To swap a robot model, check the the comments in `load_escher.py`, and define all corresponding variables for the new robot model to create a robot loading function. Then swap all `load_escher` functions with the newly defined robot loading function.



Training Traversability Regressor

-----



To train traversability regressor, first generate the footstep_window, which precomputes all the footstep location given a torso transition. Then collect training data for each separate regressor mode (legs_only, legs_and_one_hand, all_manipulators). Finally, train the model with the training data. In summary, run the scripts with the following steps:

1. `python transition_footstep_window_generator.py` (Generate footstep_window)

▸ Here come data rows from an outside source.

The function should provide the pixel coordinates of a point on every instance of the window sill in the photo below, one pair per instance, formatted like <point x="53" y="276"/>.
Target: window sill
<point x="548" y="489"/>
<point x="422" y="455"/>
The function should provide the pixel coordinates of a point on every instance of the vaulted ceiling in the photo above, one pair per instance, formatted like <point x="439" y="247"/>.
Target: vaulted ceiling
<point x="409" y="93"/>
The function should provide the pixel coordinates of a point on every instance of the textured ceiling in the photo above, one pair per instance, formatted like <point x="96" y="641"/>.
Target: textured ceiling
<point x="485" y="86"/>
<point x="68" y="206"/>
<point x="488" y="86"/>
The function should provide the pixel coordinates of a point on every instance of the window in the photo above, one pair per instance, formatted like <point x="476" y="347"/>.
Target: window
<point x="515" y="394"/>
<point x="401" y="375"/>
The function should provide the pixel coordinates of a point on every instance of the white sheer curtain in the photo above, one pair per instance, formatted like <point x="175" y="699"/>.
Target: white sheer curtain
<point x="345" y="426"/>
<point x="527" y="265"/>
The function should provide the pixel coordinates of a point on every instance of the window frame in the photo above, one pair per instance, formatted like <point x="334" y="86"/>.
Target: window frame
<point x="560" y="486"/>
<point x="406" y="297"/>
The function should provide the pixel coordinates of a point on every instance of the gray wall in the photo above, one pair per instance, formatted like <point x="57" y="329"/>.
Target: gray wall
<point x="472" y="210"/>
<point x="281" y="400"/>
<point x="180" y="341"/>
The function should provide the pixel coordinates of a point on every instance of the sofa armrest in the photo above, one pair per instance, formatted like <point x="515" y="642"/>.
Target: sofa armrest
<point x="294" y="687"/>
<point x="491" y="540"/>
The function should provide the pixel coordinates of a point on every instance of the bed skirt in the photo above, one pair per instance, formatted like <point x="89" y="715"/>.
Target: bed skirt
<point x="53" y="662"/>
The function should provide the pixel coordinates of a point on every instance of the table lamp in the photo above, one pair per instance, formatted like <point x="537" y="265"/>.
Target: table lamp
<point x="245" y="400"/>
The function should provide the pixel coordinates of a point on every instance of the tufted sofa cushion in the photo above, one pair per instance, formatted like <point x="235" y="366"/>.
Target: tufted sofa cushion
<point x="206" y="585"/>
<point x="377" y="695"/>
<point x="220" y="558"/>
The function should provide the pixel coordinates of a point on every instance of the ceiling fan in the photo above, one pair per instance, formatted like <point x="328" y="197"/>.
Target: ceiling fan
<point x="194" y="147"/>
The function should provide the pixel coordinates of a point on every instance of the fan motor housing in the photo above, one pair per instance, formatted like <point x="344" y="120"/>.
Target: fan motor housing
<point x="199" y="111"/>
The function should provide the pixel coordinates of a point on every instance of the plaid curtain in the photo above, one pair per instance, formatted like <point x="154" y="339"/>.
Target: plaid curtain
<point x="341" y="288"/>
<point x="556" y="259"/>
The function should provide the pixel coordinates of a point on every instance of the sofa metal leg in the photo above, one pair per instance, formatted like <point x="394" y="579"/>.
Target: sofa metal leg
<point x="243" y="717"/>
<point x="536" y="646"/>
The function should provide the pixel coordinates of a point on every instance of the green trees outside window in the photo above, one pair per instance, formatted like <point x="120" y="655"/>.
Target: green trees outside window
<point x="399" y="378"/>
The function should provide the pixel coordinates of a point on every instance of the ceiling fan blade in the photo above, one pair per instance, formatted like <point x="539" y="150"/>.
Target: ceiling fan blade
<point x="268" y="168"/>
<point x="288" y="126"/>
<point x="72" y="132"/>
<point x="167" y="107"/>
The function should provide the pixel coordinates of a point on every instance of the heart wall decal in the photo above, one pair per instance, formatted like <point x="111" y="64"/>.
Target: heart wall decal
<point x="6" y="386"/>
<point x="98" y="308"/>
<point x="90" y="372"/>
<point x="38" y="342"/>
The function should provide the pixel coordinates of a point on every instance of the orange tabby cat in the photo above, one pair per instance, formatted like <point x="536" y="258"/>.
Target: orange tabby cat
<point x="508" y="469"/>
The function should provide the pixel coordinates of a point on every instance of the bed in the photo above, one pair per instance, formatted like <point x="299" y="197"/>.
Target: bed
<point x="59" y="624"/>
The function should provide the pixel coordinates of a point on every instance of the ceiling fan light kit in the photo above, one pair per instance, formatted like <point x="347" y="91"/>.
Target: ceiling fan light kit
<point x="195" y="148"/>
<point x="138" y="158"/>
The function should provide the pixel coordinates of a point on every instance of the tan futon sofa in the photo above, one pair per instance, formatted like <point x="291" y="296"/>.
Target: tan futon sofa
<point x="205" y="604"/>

2. `python traversability_training_data_collector.py batch_id [training data batch id] mode [legs_only,legs_and_one_hand,all_manipulators] sample_env_num [number of sampling environment] surface_source [environment name]` (Collect training data for each mode.)

3. `python traversability_regressor_training.py mode [legs_only,legs_and_one_hand,all_manipulators]` (Train traversability regressor for each mode.)